In the third Zone stands a gigantic sugar factory, which refines sugar from the corpses of the Zones' residents. The Batter progresses to the director's office, meeting the Zone Guardian: a giant man named Enoch. The Batter flees the battle with Enoch and maneuvers through the office building to exhaust him before defeating him, successfully purifying the three Zones.

The last Zone, The Room, consists of abstract, non-linear puzzles all centered around a room that is implied to belong to Hugo. It is revealed that Hugo has an unspecified illness and resents his father for leaving him behind. The Batter meets the Zone Guardians again, now referred to as the Tall Mister (Dedan), The Bird (Japhet), and the Big Mister (Enoch), who now treat The Batter with kindness. The Batter finally encounters The Queen, the Zone Guardians' commander, and the two argue over their "son", implied to be Hugo. The Batter kills her and Hugo before proceeding to a final purified room with a single switch, only to be confronted by The Judge, angry at The Batter and Player for deceiving him and destroying the Zones, effectively wiping his people out of existence. The Judge requests the player's help in defeating The Batter.

In the Special Ending, the player sides with The Judge and kills The Batter, and, during the credits, The Judge is seen sadly walking alone through the now-empty and lifeless purified Zones. In the Official Ending, the player sides with The Batter and kills The Judge, allowing him to flip the switch. Doing so displays the text, "The switch is now OFF", and the world fades to black.

A third joke ending revolves around "Space Apes" in a war against brain-like aliens. The Space Apes describe their plan to construct factories in the now-lifeless world of Off to produce robots capable of killing the aliens. This is a nod to Silent Hills dog endings.

== Development and releases ==

Off was developed using the RPG Maker 2003 engine by Mortis and a few of his friends while he was living in a flat. Georis went with RPG Maker 2003 as it was the only program in which he felt that he had the "mastery" of. Georis lists Killer7, Silent Hill 2, Final Fantasy, Metal Gear Solid 2: Sons Of Liberty, Agatha Christie’s novel And Then There Were None, and Myst as inspirations for Off. Georis describes the development of Off as being very spontaneous. Georis viewed Off as a small side project made to work on for fun after focusing on his main discipline of comic creation. There was only vague concepts for the overall plot of Off during the start of development. After publishing a demo on a small internet forum and getting approval from a lot of players, he decided to release a full game in 2008. English translations were later released by fans with the first (called v1.0 by fans) in September 8, 2011.

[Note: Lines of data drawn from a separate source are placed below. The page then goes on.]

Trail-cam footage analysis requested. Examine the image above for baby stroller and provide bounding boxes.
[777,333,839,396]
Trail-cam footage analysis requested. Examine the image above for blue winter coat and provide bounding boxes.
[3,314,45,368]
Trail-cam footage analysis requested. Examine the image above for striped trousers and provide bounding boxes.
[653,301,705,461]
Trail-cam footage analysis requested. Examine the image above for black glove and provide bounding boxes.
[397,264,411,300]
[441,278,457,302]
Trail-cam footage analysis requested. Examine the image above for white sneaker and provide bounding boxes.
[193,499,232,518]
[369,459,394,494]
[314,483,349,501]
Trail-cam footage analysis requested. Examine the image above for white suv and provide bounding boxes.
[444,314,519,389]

For the remake of Off announced in 2025, Alias Conrad Coldwood, the original composer of the 2008 release, revealed he would not be involved in the development of the remake. Although the remake's publisher, Fangamer, offered to reuse Coldwood's music for the new release, Coldwood refused due to being "nervous about signing". Consequently, a new soundtrack was used for the remake instead, composed by seven composers. It includes tracks created by Toby Fox, Nightmargin, Camellia, and Morusque, and also included Lee Morse's rendition of "If You Want the Rainbow".
== Reception ==

Off has been praised for its story, characters, and atmosphere. Heidi Kemps of PC Gamer described it as "a memorable and haunting RPG, filled with tricky puzzles, bizarre symbolism, and challenging thematic elements." Adam Smith of Rock, Paper, Shotgun compared it to Space Funeral. Off has been compared to the Mother series, though Georis has stated that the resemblance is coincidental as he had never played any of the games until after finishing development.

== Legacy ==
A large fanbase for the game developed on Tumblr; Off became the sixth most reblogged game of 2013, with the first five being AAA games.